Killing Season (2013) - Two veterans of the Bosnian War — one American, one Serbian — find their unlikely friendship turn tense when one of them reveals their true intentions.
As part of my project to watch all the films of Robert De Niro, today’s movie review is for Killing Season, a 2013 action film written by Evan Daugherty and directed by Mark Steven Johnson (Ghostrider, Daredevil).
The movie revolves around two Bosnian War veterans. One veteran is an American, Benjamin Ford (Robert De Niro) whose life has become one of being a recluse in the back hills of Appalachia, ignoring his family and struggling with the atrocities he not only witnessed but participated in. The other veteran is a Serbian, Emil Kovac (John Travolta) who narrowly escaped assassination by Ford and the American troops and since the war has been hunting for Ford to make him confess his war crimes and suffer the consequences. Ford and Kovac meet surreptitiously at Ford’s little cabin, and at first exchange food and drink only to have the reality surface of Kovac’s intent to kill Ford. The remainder of the film is a cat-and-mouse game that tests the wills of each survivor, and opens old war wounds whilst showing the effects of war on the human mind.
There is a little baptism sub-plot that involves De Niro’s character Benjamin Ford’s son (Milo Ventimiglia) & his wife (Elizabeth Olin), but primarily this is a two person film. Those two people would have been a huge draw a few years ago (ok, quite a few years ago perhaps), and I still feel the first time match up of De Niro & Travolta is worth watching. As a huge Robert De Niro fan, it was nice to see him in a lead role again. Lets not forget, the man is 70 years old, so a lead role in a decent action thriller is not too shabby. He puts in a good performance, and it’s nice to see him doing something a little more serious than his dialled in bit parts in awful rom-coms from the past few years. Travolta was also on good form, and whilst after looking around online it seems I may be one of the few people to actually like this movie, and their performances, to each their own. I feel both men did a good job and I’d happily watch this again.

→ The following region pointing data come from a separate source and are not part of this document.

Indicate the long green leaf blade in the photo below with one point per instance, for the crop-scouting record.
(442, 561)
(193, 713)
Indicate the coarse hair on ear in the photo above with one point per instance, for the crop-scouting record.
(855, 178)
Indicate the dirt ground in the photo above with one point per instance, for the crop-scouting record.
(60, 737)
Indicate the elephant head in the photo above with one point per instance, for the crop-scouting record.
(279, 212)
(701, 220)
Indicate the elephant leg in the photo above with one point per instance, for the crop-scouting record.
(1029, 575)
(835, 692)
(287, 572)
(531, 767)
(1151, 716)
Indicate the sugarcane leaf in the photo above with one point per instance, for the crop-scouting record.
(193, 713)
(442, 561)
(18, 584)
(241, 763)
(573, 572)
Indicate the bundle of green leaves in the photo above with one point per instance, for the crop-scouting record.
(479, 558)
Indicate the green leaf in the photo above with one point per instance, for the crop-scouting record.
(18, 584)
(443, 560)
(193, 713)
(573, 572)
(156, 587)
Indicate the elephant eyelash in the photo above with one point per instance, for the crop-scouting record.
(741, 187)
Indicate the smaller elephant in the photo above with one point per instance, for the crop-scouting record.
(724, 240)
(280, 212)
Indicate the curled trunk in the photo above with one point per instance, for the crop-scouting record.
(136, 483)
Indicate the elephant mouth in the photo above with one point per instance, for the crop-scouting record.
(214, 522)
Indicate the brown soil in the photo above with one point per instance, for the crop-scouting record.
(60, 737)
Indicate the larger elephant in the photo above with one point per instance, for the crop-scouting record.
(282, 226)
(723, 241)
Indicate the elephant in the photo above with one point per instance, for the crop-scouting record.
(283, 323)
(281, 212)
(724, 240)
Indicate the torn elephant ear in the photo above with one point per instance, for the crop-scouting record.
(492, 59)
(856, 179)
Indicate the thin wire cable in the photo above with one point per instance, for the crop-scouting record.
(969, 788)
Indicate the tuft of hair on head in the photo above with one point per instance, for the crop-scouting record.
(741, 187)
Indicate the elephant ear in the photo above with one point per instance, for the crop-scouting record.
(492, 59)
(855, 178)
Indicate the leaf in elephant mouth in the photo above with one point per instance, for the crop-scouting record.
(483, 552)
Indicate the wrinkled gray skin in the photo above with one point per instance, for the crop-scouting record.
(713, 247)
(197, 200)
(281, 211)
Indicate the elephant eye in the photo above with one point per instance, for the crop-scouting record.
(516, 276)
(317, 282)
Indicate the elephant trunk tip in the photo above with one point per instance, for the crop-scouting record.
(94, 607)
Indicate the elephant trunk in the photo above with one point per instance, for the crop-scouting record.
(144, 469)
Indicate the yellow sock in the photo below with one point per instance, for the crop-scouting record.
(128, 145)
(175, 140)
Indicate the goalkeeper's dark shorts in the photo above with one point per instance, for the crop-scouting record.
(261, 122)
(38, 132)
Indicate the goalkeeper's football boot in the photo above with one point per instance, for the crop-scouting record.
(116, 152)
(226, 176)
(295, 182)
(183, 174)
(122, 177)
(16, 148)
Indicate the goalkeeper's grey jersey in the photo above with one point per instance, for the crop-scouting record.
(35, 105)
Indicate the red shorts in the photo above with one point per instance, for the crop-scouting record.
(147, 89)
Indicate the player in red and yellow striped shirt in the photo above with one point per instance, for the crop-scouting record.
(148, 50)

The action is realistic, and I was surprised by how brutal it actually was. Sure, it’s no Saw, but watching De Niro thread a rope through his calf muscle, or Travolta remove something from his face, it was executed very well. It also looked beautiful, the mountain terrain was simply stunning.
As I mentioned, there doesn’t appear to be many fans of the movie so far, and it has had a lot of criticism aimed at it. A couple of points I’d agree with the general consensus on were that Travolta’s hair and beard were pretty distracting, they looked like they were boot polished on. Also, his accent did keep slipping in places. However, a lot of people seem to feel the events from the war weren’t accurately portrayed here. In terms of the film, I took what they said and let it ride for the purpose of what I was watching. Maybe the makers of the film took some historical liberties, but they wouldn’t be the first people and I’m sure their intentions weren’t to offend people.
In summary, if you’re a fan of De Niro or Travolta then this is more than worthy of your time. Don’t like either of them or action films? Then this film is not for you. Overall it’s a solid cat-and-mouse action film, nothing too taxing and the ending fitted in nicely I felt. In times of superhero movies and remakes, it’s nice to see something a little more basic.
The project, formerly titled “Shrapnel”, was being considered by John Travolta and Nicolas Cage as a reunion project after Face/Off and by director John McTiernan as a directing vehicle.